That makes sense, said Chris Sheafe, a partner in Del Lago Golf, the company that owns the golf course in the Rancho del Lago development in Vail.
"We want to use effluent in this community as effectively as we can," Sheafe said.
"We need to preserve our groundwater as much as possible for domestic potable use," he said. "Water, in the desert, is life."
Calvin Baker, superintendent of the Vail School District, agrees.
"We'd love to have reclaimed water to irrigate our fields," he said.
The district spent about $40,000 last year for 6 million gallons of water "just to keep the football field green" at Cienega High School.
After the district installed artificial turf on the field last year, the amount of water needed for the field dropped to 1.4 million gallons, district officials said.
District officials haven't yet calculated the cost of buying treated wastewater rather than fresh water, he said.
Regardless, he said, "We'd much rather use reclaimed water for our fields, if nothing else because it's the socially and environmentally responsible thing to do."
County officials have long wanted the golf course owners to do the right thing — and construction of the pipeline would finally enable that, said Julia Fonseca, a county environmental official.
"We've been interested in negotiating with them on that for years," said Fonseca, environmental-planning manager for the county Regional Flood Control District.
Once wastewater is brought into the area, the golf course is required to use it. County officials included that as a condition for approving the Rancho del Lago development, she said.
Both Pima County and the city of Tucson have policies to promote the use of treated wastewater for irrigating golf courses, if it's available nearby.
The county Board of Supervisors last fall approved an amendment to the golf-course-zone ordinance that requires newly zoned golf courses to use renewable water — either reclaimed water or CAP water, said Kathy Chavez, county water-policy manager.
Golf courses that were approved under the previous ordinance are required to connect when renewable water is available within three miles, Chavez said in an e-mail.
The pipeline also would make wastewater available to other potential users, said Annie Wallace, executive director of the Rincon Institute, an environmental organization headquartered in the Rincon Valley.
That includes any golf courses that may be proposed for the northern half of the Rocking K development, she said.
Wallace was referring to the large development that officials with Diamond Ventures have been planning for years in an area along Old Spanish Trail east of South Houghton Road.
"The Rincon Institute absolutely supports this priority bond project," she said. "It'll definitely help protect the Cienega Creek Natural Preserve."
The preserve includes several upstream riparian enclaves south of Vail, where Cienega Creek empties into the Pantano Wash.
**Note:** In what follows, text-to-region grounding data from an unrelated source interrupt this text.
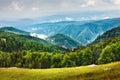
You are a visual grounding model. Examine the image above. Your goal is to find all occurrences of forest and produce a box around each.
[0,35,120,68]
[0,26,120,68]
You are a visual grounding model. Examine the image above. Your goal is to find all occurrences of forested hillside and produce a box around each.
[0,27,29,35]
[0,31,64,53]
[0,26,120,69]
[92,26,120,44]
[47,34,81,50]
It's important habitat that would flourish with the return of surface water flow, Fonseca said.
Another proposed bond project also would help bring surface water to that stretch of Cienega Creek and the Pantano Wash, she said.
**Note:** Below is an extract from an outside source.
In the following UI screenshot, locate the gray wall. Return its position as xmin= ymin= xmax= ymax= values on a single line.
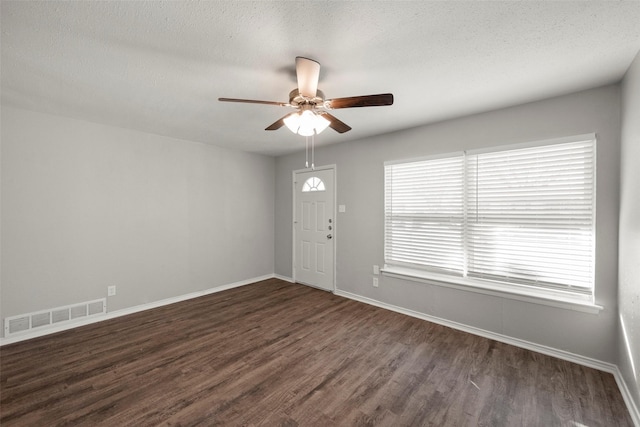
xmin=275 ymin=85 xmax=621 ymax=364
xmin=1 ymin=106 xmax=275 ymax=336
xmin=620 ymin=51 xmax=640 ymax=413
That project, which also seeks $4 million in bond money, would remove a diversion of Cienega Creek built in 1910 to provide water to the many farms that existed in the area back then.
"This is really the only place in our area where you could restore a stream by just shutting off the diversion," Fonseca said. "This would be true restoration, where you're ceasing an activity that's causing stress to the ecosystem."
Both of the projects would yield big environmental payoffs, she said.
"There's the potential once the aquifer replenishes for a seasonal flow in the Pantano," Fonseca said. "Back in the early 1900s, the stream used to flow perennially for about five miles down from where the Cienega (Creek) is diverted."